The Reality: The idea of building three submarines instead of four – the minimum number needed to maintain a continuous at-sea deterrent – would mean that patrols are in fact more predictable as there will be long periods in which submarines are not ready to sail. The UK operates four submarines in this role to ensure that one is always available to sail while the others are in refit, working up for deployment and having just come off patrol.
Verdict: Reducing the fleet from four to three boats would not result in anything beyond negligible cost savings for what would be a significant decrease in availability. It is not correct to say that it’s possible to maintain unpredictable patrolling patterns with only three submarines as foreign states would be fully aware of when submarines are in maintenance or haven’t deployed.

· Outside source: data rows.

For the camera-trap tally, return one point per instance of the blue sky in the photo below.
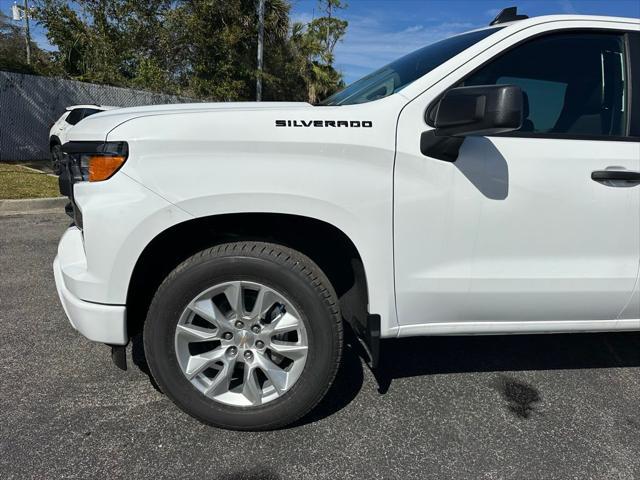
(383, 30)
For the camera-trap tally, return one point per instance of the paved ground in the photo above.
(557, 406)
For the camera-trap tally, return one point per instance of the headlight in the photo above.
(95, 161)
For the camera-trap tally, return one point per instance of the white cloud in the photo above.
(369, 45)
(567, 6)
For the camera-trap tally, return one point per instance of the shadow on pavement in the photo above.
(419, 356)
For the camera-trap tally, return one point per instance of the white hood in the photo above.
(96, 127)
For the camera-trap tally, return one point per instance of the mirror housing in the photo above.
(465, 111)
(480, 110)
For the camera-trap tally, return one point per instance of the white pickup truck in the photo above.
(485, 184)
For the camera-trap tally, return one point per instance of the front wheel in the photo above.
(245, 335)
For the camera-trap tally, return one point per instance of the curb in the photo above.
(32, 205)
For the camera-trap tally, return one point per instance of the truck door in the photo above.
(535, 226)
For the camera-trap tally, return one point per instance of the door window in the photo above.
(573, 83)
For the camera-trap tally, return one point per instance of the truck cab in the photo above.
(486, 184)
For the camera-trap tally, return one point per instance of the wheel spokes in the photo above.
(259, 343)
(289, 350)
(285, 322)
(193, 333)
(250, 388)
(208, 310)
(198, 363)
(220, 383)
(278, 377)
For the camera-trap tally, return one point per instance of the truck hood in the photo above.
(96, 127)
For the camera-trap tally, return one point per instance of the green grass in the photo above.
(20, 182)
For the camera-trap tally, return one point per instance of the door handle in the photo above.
(613, 175)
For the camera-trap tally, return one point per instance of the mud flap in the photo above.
(369, 337)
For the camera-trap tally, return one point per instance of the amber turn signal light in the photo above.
(102, 167)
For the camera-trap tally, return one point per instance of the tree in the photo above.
(316, 42)
(12, 50)
(198, 48)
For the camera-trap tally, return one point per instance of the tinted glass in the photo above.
(90, 111)
(397, 75)
(574, 83)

What’s the background here?
The Liberal Democrats have often argued that, post-cold war, a four-submarine nuclear fleet is no longer necessary. However analysts argue that four submarines are needed to maintain ‘continuous at-sea deterrence’ – an approach which allows the UK to keep one of the submarines at on patrol at all times, with enough back-up to switch submarines as needed and cover unexpected eventualities.

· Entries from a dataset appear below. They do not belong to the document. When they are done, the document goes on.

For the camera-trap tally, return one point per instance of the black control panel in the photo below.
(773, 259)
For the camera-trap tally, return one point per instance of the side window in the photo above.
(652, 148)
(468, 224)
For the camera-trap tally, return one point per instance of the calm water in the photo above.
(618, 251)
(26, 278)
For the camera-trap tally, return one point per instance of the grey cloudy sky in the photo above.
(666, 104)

The UK has already reduced the overall explosive power of its nuclear arsenal by 75% since the cold war. It is also believed that savings to the Ministry of Defence budget might be £3bn to £5bn, and even more in reduced running costs. However, the claim above is that it’s possible to “maintaining the deterrent through measures such as unpredictable and irregular patrolling patterns” and with three boats, that’s not possible.